Geopolitische Machtspiele sind vorprogrammiert
Zu Modis ideologischen Verbündeten gehören mittlerweile die USA und Israel. Erst vor wenigen Wochen besuchte Modi die Staaten, in der die Gemeinsamkeiten zwischen Neu-Delhi und Washington deutlich wurden. Modi und Trump zelebrierten ihre Partnerschaft und ihren „Kampf gegen den Terror“, der natürlich auch in Kaschmir fortgeführt wird. Die beiden Staatschefs gelten als Produkte des neuen, rechten Zeitgeistes und umso weniger ist es überraschend, dass Modi mittlerweile als eine Art Trump Südasiens gilt. Währenddessen sind im Laufe der Amtszeit Modis auch die Kontakte zur Regierung Benjamin Netanjahus intensiver geworden. In den letzten Jahren gab es nicht nur Propagandatrips, an denen auch Bollywoodsternchen teilnahmen, sondern auch eine sehr konkrete Zusammenarbeit, etwa in Form von Rüstungsdeals. Währenddessen sind sich immer mehr Stimmen darin einig, dass die Situation in Kaschmir jener in Palästina gar nicht unähnlich ist.

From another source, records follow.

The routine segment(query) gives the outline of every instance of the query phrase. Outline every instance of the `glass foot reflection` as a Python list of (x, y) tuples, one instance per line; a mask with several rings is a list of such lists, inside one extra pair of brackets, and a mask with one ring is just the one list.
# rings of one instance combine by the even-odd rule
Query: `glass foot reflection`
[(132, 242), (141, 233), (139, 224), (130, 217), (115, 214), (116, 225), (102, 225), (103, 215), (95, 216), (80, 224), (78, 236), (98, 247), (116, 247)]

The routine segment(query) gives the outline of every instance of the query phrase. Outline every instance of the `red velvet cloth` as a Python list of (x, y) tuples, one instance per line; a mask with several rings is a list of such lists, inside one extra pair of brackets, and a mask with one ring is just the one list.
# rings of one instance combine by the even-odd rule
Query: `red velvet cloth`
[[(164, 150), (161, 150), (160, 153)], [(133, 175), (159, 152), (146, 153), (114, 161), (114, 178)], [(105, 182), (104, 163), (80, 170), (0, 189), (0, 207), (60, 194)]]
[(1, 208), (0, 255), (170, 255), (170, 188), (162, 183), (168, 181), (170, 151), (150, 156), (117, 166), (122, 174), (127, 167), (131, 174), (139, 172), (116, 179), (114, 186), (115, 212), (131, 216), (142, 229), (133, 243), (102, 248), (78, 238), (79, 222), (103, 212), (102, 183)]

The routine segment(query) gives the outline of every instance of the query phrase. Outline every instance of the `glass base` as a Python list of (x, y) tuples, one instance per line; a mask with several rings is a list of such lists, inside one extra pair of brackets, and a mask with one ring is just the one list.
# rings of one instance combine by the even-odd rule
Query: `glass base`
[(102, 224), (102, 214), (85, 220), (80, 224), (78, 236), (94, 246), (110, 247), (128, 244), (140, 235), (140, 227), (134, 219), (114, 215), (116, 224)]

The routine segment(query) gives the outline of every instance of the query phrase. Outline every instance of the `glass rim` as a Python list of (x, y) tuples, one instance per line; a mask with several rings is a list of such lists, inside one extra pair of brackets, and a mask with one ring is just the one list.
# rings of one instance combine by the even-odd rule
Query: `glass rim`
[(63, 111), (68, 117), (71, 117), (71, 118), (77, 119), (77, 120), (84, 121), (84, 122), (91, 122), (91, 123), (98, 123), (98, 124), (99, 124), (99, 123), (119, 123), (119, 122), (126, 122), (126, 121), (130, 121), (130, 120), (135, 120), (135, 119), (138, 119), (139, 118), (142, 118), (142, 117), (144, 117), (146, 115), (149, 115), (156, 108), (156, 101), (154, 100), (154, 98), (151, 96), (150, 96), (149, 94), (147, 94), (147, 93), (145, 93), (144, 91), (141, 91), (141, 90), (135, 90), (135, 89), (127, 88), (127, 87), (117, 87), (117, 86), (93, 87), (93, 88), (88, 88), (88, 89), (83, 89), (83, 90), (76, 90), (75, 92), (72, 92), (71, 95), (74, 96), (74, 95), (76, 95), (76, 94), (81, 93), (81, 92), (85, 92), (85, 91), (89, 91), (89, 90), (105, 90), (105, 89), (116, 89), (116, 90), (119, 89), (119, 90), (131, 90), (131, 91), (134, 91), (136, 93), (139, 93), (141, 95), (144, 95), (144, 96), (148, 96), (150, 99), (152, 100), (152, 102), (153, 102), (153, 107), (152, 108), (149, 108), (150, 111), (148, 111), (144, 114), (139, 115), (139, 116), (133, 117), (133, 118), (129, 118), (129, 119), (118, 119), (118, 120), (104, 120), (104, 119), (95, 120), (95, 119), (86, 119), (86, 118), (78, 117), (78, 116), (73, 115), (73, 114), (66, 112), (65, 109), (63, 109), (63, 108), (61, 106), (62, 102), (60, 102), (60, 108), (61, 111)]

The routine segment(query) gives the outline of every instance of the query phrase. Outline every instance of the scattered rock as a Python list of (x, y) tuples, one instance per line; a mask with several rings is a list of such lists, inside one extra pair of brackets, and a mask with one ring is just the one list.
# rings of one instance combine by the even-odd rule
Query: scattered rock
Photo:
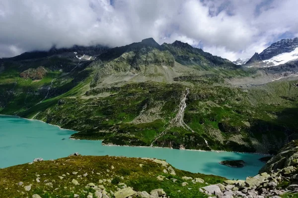
[(268, 161), (269, 160), (270, 160), (272, 158), (272, 156), (266, 156), (266, 157), (261, 157), (260, 159), (259, 159), (259, 160), (262, 162), (266, 163), (267, 161)]
[(201, 183), (203, 184), (205, 182), (205, 181), (204, 181), (203, 179), (196, 178), (196, 182)]
[(31, 190), (31, 185), (30, 184), (29, 186), (26, 186), (24, 187), (24, 189), (25, 189), (25, 191), (30, 191), (30, 190)]
[(102, 198), (102, 193), (101, 193), (101, 192), (100, 192), (99, 191), (95, 191), (94, 195), (95, 195), (95, 197), (96, 198)]
[(163, 191), (163, 189), (158, 189), (151, 191), (150, 194), (153, 196), (158, 197), (159, 196), (163, 196), (165, 195), (165, 192)]
[(182, 179), (184, 180), (192, 180), (192, 177), (183, 176), (183, 177), (182, 177)]
[(49, 182), (45, 184), (45, 185), (48, 186), (49, 187), (53, 188), (53, 183)]
[(168, 167), (167, 167), (167, 169), (171, 175), (176, 175), (176, 172), (175, 172), (175, 170), (174, 170), (173, 168), (172, 168), (172, 166), (169, 166)]
[(157, 180), (158, 181), (163, 181), (163, 179), (164, 179), (165, 177), (163, 176), (162, 175), (158, 175), (156, 178), (157, 178)]
[(235, 180), (225, 180), (224, 182), (224, 183), (228, 185), (233, 185), (236, 183), (236, 181)]
[(214, 194), (216, 192), (217, 192), (218, 193), (222, 193), (222, 191), (221, 191), (220, 187), (216, 185), (207, 186), (205, 186), (205, 187), (203, 187), (202, 188), (203, 189), (205, 190), (205, 191), (212, 194)]
[(151, 198), (152, 196), (146, 191), (138, 192), (138, 195), (141, 198)]
[(115, 193), (114, 196), (116, 198), (126, 198), (137, 194), (131, 187), (126, 188)]
[(80, 155), (80, 154), (78, 152), (75, 152), (74, 154), (69, 155), (68, 156), (70, 157), (72, 156), (79, 156), (79, 155)]
[(95, 186), (95, 185), (93, 183), (89, 183), (88, 184), (88, 186), (90, 186), (90, 187), (94, 187)]
[(33, 160), (33, 162), (37, 162), (38, 161), (42, 161), (43, 159), (42, 158), (36, 158)]
[(102, 194), (102, 198), (109, 198), (109, 196), (108, 196), (106, 194)]
[(75, 180), (74, 179), (73, 179), (73, 180), (72, 181), (72, 183), (73, 184), (74, 184), (75, 186), (79, 185), (79, 184), (78, 183), (78, 182), (77, 181)]

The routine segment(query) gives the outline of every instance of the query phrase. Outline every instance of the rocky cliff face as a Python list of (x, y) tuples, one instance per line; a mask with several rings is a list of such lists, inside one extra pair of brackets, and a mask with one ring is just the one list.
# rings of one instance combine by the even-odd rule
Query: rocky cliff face
[(246, 64), (268, 60), (283, 53), (290, 52), (298, 48), (298, 37), (293, 39), (282, 39), (272, 44), (260, 54), (256, 52), (246, 62)]
[(259, 173), (283, 172), (290, 173), (289, 166), (298, 167), (298, 141), (293, 141), (282, 148), (276, 155), (269, 160)]
[(233, 61), (233, 63), (235, 64), (236, 65), (243, 65), (245, 64), (246, 62), (247, 62), (249, 60), (249, 58), (238, 58), (234, 61)]
[(227, 79), (255, 74), (179, 41), (147, 39), (96, 59), (79, 48), (2, 60), (0, 113), (106, 144), (274, 153), (297, 137), (296, 81), (231, 86)]
[(267, 60), (282, 53), (289, 52), (298, 48), (298, 37), (293, 39), (282, 39), (272, 44), (259, 54), (261, 60)]
[[(218, 198), (279, 197), (298, 191), (298, 141), (283, 148), (254, 177), (245, 180), (226, 180), (201, 191)], [(247, 196), (247, 197), (246, 197)]]

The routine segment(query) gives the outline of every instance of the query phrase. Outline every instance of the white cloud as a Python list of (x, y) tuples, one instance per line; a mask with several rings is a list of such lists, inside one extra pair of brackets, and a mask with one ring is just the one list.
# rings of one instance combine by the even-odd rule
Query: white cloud
[(153, 37), (160, 44), (200, 44), (234, 60), (285, 33), (297, 35), (298, 6), (296, 0), (2, 0), (0, 57), (54, 44), (116, 47)]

Auf der anderen Seite ist allerdings klar, dass die USA auch zu den wichtigsten Geldgebern Pakistans gehören. Seit Beginn des „War on Terror“ erhielt Pakistan Milliarden Dollar aus Washington. Aufgrund des Krieges im Nachbarland Afghanistan war für die Amerikaner der pakistanische Verbündete besonders wichtig. Vor allem der Sicherheitsapparat des Landes, eine Art Staat im Staat mit dem berühmt-berüchtigten Geheimdienst ISI an der Spitze, profitiert von den Geldern enorm.

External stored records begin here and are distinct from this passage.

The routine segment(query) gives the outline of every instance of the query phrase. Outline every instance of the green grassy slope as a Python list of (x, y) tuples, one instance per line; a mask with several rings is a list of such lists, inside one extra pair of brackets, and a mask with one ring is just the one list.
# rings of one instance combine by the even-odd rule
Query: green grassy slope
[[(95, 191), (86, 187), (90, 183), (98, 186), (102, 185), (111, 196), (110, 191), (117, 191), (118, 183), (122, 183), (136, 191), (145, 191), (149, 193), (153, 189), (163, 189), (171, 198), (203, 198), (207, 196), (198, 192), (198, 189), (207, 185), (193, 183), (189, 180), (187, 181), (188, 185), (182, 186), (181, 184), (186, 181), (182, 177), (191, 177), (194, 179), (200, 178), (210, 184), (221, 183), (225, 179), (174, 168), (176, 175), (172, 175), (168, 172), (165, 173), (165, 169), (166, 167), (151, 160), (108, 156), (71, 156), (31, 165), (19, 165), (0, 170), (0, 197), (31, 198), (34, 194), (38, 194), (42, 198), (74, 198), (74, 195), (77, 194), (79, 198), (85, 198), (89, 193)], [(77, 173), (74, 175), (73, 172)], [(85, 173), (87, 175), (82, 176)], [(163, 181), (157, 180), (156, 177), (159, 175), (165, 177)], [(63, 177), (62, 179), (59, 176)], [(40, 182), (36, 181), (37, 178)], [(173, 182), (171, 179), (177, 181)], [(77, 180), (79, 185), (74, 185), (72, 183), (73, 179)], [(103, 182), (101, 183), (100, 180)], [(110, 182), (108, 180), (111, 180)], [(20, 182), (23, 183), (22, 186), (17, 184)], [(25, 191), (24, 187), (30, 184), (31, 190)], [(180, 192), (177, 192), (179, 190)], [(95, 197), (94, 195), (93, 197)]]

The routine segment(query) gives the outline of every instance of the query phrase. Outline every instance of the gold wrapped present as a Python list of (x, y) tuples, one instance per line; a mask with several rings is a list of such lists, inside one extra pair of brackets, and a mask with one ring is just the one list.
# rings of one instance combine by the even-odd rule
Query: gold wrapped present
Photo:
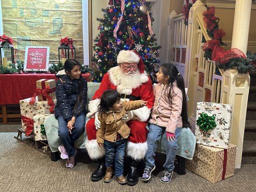
[(193, 160), (186, 161), (186, 168), (216, 183), (234, 175), (236, 146), (221, 149), (197, 144)]

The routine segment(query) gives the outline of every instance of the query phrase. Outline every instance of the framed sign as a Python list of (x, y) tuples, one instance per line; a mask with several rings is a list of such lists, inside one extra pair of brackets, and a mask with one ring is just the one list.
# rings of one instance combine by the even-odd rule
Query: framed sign
[(24, 59), (24, 71), (48, 72), (49, 47), (27, 46)]

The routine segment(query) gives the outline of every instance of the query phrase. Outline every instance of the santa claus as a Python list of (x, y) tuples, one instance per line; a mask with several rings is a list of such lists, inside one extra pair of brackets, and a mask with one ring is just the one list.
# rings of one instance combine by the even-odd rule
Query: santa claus
[(105, 171), (103, 148), (96, 142), (96, 131), (99, 127), (97, 110), (100, 97), (108, 89), (116, 90), (123, 99), (147, 101), (146, 106), (128, 111), (127, 124), (131, 132), (126, 143), (126, 155), (130, 158), (130, 170), (127, 176), (127, 184), (136, 184), (138, 181), (137, 168), (147, 149), (146, 142), (146, 121), (154, 104), (154, 93), (151, 80), (145, 71), (145, 67), (139, 55), (134, 50), (122, 50), (117, 56), (118, 66), (110, 69), (104, 74), (98, 89), (95, 92), (88, 105), (87, 116), (91, 119), (86, 125), (87, 140), (85, 147), (90, 157), (98, 160), (99, 165), (92, 174), (93, 181), (101, 180)]

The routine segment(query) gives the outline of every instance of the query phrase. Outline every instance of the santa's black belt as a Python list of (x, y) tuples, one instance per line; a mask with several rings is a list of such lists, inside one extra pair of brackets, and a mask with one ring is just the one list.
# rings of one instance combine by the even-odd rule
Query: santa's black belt
[(132, 95), (130, 95), (129, 96), (127, 96), (125, 94), (121, 94), (121, 98), (123, 98), (123, 99), (129, 99), (130, 100), (132, 100), (133, 101), (136, 101), (137, 100), (140, 100), (140, 98), (138, 97), (138, 96), (133, 96)]

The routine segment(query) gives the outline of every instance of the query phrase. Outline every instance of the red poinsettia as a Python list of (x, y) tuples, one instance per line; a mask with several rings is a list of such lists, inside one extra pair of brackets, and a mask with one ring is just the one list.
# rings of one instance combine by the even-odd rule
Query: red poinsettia
[(224, 36), (226, 35), (226, 33), (222, 29), (215, 29), (213, 31), (213, 36), (215, 39), (219, 39)]
[(206, 11), (203, 13), (203, 15), (206, 17), (211, 17), (215, 15), (215, 7), (211, 6), (208, 8), (207, 11)]
[(69, 45), (73, 43), (73, 39), (69, 38), (67, 36), (61, 39), (61, 45)]
[(219, 44), (219, 40), (218, 39), (213, 39), (207, 41), (202, 47), (204, 51), (206, 51), (207, 49), (210, 49), (212, 51), (213, 50), (215, 47)]
[(3, 35), (2, 36), (0, 36), (0, 42), (1, 43), (2, 46), (6, 42), (7, 42), (12, 45), (13, 45), (13, 41), (12, 40), (12, 39), (5, 35)]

Ein weiterer Akteur, der in Pakistan weitaus präsenter ist als die USA, ist China. Die pakistanische Wirtschaft ist von den Chinesen nämlich abhängig geworden. Peking hat in den letzten Jahren in zahlreiche Projekte (im Gesamten als China-Pakistan Economic Corridor bezeichnet) investiert. Insgesamt spricht man von einem Investitionsvolumen zwischen 46 und 65 Milliarden US-Dollar. Manch einer könnte demnach behaupten, dass weite Teile Pakistans de facto China gehören und Khans Vorgänger das Land mehr oder weniger verkauft haben. Auch Indien ist ein wichtiger Handelspartner Chinas, doch im Fall von Pakistan geht die Beziehung weit über jene eines Partners hinaus, was auch „on the ground“ deutlich wird.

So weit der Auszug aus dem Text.